Tokens per second. The difference between 8B and something like 16B is not as big as you might think in practical usage and 8B is a lot faster and interactive than 16B but there are certain things where it is useful to farm it out to the large model.
Agree. For local coding help, latency often matters more than raw benchmark quality. A slightly weaker model that answers immediately changes how often you reach for it.
With Claude, you sometimes want to under-specify or phrase things more indirectly to give a color to the implementation or elicit something creative. Also (you might raise an eyebrow at this) being nice to Claude will be rewarded and being mean to Claude will be punished. Claude tends to mirror your tone more aggressively and you don't want to get into negative loops with it.
With GPT, you have to be precise and reduce ambiguity.

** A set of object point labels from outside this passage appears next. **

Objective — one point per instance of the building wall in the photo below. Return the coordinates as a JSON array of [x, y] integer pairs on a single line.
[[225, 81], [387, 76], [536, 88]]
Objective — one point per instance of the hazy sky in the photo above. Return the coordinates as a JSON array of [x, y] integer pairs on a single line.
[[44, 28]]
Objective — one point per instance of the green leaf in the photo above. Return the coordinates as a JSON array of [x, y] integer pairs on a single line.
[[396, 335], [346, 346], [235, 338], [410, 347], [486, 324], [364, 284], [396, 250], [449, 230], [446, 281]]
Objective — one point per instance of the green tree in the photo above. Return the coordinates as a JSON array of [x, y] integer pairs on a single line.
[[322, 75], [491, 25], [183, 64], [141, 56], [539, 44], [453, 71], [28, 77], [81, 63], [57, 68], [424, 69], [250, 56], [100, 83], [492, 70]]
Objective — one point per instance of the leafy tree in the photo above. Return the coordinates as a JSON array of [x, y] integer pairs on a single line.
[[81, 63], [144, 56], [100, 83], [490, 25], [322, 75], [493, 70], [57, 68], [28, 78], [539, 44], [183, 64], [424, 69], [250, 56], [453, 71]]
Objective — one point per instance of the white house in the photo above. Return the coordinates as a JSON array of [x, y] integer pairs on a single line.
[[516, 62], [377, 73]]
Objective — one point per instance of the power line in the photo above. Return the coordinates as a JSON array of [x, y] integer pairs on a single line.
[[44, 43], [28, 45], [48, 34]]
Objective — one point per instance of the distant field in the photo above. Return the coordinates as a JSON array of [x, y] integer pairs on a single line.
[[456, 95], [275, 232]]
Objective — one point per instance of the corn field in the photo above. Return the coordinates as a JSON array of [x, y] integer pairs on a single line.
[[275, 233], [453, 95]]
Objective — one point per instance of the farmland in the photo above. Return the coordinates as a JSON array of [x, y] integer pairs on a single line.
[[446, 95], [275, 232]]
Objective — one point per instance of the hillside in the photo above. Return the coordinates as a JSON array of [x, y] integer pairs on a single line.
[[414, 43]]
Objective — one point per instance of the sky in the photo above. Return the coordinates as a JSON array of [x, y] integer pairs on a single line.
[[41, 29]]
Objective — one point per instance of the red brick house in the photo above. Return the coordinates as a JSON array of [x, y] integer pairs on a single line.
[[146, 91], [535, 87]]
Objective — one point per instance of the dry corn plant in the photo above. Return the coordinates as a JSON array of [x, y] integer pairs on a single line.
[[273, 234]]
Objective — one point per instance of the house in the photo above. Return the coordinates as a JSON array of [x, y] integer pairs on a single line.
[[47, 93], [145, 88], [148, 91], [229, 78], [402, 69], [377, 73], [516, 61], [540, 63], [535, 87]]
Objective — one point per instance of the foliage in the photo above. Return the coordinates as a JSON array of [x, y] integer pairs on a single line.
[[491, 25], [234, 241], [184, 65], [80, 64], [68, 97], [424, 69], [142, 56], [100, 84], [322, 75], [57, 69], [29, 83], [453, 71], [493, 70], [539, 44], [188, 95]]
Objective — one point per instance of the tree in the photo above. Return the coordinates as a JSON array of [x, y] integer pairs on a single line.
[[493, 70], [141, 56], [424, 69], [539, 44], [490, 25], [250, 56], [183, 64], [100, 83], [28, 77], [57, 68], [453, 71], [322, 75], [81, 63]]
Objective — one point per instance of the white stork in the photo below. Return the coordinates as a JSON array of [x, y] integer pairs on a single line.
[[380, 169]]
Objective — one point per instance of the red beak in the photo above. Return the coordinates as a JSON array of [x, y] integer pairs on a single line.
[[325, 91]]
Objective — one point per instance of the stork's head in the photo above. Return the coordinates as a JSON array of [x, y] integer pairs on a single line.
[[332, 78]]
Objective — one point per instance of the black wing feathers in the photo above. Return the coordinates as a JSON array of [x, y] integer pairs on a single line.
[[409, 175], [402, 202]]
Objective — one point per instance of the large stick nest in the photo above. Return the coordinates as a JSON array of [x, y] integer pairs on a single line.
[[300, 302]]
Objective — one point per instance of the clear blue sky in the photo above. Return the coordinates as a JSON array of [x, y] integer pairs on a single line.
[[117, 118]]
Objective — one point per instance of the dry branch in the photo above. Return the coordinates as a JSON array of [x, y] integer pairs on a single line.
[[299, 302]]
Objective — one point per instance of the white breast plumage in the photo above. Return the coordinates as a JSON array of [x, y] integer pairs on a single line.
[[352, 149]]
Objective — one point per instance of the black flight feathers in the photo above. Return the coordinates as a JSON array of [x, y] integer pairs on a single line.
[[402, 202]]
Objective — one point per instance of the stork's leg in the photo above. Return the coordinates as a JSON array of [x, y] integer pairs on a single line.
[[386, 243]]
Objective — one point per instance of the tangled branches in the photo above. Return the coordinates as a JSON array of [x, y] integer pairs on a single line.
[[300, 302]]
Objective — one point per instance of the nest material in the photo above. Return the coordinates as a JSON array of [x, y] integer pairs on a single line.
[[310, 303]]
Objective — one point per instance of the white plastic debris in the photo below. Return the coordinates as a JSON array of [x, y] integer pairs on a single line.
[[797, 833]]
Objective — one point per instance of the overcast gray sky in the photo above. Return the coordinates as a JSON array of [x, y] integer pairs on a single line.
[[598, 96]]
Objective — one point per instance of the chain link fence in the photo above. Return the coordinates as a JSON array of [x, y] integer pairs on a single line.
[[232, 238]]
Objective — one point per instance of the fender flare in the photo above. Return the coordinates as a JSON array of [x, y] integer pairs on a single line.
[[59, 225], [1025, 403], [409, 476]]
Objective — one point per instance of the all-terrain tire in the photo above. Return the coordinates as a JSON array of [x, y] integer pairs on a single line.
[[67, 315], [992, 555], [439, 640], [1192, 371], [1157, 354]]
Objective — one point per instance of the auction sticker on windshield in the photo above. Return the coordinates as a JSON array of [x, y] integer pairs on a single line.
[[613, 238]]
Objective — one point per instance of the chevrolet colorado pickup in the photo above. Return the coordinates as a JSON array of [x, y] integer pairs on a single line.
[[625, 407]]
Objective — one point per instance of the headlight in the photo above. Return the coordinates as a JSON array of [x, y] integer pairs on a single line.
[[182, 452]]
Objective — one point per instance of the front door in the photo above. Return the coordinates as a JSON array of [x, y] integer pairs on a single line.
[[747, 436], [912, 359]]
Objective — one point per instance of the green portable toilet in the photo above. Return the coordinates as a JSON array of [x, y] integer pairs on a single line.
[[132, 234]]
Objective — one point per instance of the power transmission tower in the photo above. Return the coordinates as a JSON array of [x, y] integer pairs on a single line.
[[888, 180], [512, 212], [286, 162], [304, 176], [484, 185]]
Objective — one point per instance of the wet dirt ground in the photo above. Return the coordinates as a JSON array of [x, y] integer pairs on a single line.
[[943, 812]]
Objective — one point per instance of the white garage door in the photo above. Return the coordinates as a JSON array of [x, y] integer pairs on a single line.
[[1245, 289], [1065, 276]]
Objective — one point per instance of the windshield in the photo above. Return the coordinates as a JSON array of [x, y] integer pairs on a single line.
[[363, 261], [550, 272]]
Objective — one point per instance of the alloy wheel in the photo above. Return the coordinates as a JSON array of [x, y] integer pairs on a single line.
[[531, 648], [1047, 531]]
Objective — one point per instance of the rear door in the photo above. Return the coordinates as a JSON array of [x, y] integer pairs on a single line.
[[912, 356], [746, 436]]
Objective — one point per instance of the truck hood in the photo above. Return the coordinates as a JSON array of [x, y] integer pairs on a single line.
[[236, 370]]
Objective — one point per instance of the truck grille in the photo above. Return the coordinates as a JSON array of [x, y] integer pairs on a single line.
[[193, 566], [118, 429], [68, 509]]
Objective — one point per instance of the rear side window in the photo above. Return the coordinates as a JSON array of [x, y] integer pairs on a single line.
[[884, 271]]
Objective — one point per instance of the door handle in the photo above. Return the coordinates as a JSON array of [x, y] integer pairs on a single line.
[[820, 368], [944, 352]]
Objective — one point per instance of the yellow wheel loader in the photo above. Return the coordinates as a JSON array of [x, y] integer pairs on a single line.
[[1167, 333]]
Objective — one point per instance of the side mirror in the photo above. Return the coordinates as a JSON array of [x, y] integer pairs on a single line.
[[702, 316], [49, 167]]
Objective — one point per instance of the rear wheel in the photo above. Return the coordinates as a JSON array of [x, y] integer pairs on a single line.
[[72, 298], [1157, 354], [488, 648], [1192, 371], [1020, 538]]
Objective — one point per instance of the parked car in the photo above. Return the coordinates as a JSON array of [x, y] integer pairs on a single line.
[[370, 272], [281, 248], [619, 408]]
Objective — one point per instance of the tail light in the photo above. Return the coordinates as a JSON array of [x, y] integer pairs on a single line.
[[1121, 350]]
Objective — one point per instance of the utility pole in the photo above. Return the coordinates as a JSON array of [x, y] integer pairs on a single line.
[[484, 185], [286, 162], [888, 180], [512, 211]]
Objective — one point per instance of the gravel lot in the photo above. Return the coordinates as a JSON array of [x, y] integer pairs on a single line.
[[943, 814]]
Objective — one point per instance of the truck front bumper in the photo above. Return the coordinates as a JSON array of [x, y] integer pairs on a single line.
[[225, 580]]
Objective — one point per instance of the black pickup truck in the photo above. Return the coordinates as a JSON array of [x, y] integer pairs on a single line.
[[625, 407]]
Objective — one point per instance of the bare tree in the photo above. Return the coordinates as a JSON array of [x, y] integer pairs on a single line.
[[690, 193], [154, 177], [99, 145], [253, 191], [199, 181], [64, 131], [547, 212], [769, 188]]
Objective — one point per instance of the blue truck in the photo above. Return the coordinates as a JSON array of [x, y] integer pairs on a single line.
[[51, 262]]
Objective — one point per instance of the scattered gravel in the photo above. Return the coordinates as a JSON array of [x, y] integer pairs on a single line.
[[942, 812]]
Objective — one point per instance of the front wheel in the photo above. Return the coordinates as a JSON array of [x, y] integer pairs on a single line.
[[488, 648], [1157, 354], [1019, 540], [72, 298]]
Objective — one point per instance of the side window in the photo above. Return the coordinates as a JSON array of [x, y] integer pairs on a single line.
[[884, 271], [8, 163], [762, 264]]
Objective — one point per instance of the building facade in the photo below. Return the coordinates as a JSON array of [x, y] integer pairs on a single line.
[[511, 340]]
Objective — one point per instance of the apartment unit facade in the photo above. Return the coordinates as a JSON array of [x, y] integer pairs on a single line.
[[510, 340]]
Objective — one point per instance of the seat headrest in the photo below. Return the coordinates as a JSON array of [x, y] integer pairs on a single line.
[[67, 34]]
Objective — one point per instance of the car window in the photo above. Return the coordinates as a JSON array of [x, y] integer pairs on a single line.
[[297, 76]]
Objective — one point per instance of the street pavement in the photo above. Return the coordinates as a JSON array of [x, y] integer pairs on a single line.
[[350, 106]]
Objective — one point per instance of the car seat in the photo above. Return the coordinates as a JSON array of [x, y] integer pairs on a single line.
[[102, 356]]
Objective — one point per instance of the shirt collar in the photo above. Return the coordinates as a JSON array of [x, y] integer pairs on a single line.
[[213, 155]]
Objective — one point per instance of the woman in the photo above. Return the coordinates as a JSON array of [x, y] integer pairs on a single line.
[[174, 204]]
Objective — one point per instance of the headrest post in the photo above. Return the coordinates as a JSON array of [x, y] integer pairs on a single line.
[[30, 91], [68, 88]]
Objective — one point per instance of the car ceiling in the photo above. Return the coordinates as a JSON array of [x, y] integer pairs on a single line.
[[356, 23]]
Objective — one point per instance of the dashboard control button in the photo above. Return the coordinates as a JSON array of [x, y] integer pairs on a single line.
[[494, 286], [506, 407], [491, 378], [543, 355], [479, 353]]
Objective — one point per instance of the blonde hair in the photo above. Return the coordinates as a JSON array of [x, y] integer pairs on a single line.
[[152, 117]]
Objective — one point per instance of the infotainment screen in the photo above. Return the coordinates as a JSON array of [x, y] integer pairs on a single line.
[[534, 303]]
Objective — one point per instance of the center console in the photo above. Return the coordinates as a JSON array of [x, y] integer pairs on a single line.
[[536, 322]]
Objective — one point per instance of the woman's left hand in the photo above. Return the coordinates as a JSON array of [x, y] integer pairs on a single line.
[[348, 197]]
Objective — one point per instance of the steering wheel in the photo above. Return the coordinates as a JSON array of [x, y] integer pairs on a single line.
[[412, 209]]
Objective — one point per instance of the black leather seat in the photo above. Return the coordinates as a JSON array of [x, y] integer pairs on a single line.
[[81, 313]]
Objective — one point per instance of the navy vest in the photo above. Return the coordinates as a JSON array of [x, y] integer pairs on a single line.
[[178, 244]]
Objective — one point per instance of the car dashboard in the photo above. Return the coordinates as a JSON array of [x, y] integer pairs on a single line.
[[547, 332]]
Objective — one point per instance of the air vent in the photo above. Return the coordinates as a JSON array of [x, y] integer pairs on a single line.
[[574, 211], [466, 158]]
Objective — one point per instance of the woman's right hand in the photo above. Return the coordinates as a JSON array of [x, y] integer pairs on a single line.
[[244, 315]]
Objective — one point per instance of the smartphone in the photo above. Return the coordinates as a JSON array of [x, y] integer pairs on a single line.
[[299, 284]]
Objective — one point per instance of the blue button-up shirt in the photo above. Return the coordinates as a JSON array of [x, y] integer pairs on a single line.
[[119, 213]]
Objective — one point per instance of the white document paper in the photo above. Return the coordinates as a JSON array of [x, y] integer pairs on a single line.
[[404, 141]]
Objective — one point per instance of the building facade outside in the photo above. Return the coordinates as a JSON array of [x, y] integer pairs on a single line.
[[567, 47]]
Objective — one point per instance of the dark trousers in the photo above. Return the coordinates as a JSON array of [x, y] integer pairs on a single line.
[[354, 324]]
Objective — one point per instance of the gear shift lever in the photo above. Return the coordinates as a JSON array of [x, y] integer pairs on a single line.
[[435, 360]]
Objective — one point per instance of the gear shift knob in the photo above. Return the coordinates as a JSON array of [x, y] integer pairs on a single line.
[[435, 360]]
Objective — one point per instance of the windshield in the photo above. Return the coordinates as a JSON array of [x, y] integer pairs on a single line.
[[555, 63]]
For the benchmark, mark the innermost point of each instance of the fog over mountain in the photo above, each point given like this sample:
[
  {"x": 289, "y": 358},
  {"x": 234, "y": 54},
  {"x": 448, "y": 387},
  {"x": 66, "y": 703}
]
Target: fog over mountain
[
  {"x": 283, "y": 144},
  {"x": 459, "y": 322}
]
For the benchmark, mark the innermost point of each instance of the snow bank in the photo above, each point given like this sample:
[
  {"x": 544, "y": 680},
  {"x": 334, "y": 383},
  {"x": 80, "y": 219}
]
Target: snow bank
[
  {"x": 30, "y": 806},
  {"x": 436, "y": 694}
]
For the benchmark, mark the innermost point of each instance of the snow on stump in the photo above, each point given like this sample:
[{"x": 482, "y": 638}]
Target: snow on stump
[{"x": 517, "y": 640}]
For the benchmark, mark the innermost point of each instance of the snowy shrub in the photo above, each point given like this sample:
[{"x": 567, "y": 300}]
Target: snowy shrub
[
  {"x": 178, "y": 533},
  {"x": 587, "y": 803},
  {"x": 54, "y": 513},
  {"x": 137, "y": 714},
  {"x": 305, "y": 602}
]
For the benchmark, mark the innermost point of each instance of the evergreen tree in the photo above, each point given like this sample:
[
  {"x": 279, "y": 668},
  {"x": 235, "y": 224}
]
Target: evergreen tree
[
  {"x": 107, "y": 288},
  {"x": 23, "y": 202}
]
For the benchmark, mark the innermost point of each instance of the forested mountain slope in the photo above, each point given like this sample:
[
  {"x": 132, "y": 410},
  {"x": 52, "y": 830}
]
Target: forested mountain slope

GPT will often try to resolve ambiguity in a min-max style "I'm going to do X, but make sure it is not quite Y". It will tend to be more paranoid and overengineer to catch all edge cases if you don't tell it precisely what the scope is.
With Qwen, you have to give it a shape and let it fill it in. Qwen likes XML, JSON and lists. Qwen likes to be shown a bunch of examples of previous work.
This is not scientific at all, just vibes, YMMV.
What I do know absolutely for sure is that LLM benchmarks are not to be trusted, they are just a minor indicator and real world usage is often very different.
The one thing I feel it seems to under estimate is the likelihood of improvement. Even the authors acknowledge it's not even worth comparing local models from a year ago to what we have now. In fact, people widely see Opus 4.5 in November last year - 8 months ago - as the first time agentic coding became viable broadly viable even with frontier hosted models.
So why would we lock in hard on any concept at this point of what a local model is and isn't good for? Whatever it is right now, it probably won't be that in a year. It might be naive optimism to think we'll ever get to long horizon tasks with models that run on consumer / pro grade hardware. But so far the naive optimists are winning.
It's like buying a car: I drive that car and get attuned to its characteristics; I don't think how that car (or similar cars) may improve. That's my tool and I want to make the most of it.
It is true that switching a local models it technically very cheap, but there's a considerable time investment in squeezing the most out of it, which may not work on a newer version of that model.
I do however now know that they're a totally cool dude building stuff physically and as software + that other people give them money for it.
Does that have anything to do with the topic suggested by the headline? Not sure.
Is it bad software? Idk. Probably not.
Should you treat it as a grassroots Foss thing maintained by fellow sane hackers? No sir.
Where they shine is in your ability to control them, their privacy, their predictability (e.g. if you are doing a repetitive task, like classifying your photo/video library), and depending on your energy bill - their costs.
They really are fantastic for a lot of use cases and I think most people do not need SOTA. When I run that qwen model in my measly 4070 12 GB for my personal email agent that I build and experiment with, I need privacy more than anything else. It does a great job. Even for coding tasks, given you know how to use them instead of dumping a grand plan, it's great.
https://github.com/cptskippy/battlemage-llm-gateway
Opencode has been a huge productivity accelerator. I have two Hermes agents that I'm training to support my workflow with pretty good success. One is a personal assistant who manages my backlog and keeps me on task, follows up with me on items, and will put together research briefs. The other I use a general purpose coder and research and it's about 50:50 with the tasks I've given it. In fairness though, the task it failed at left me scratching my head to figure out as well.
I am not sure whether you can find those in stock anywhere.
How many tokens/sec do you get with 27b? Are you using MTP?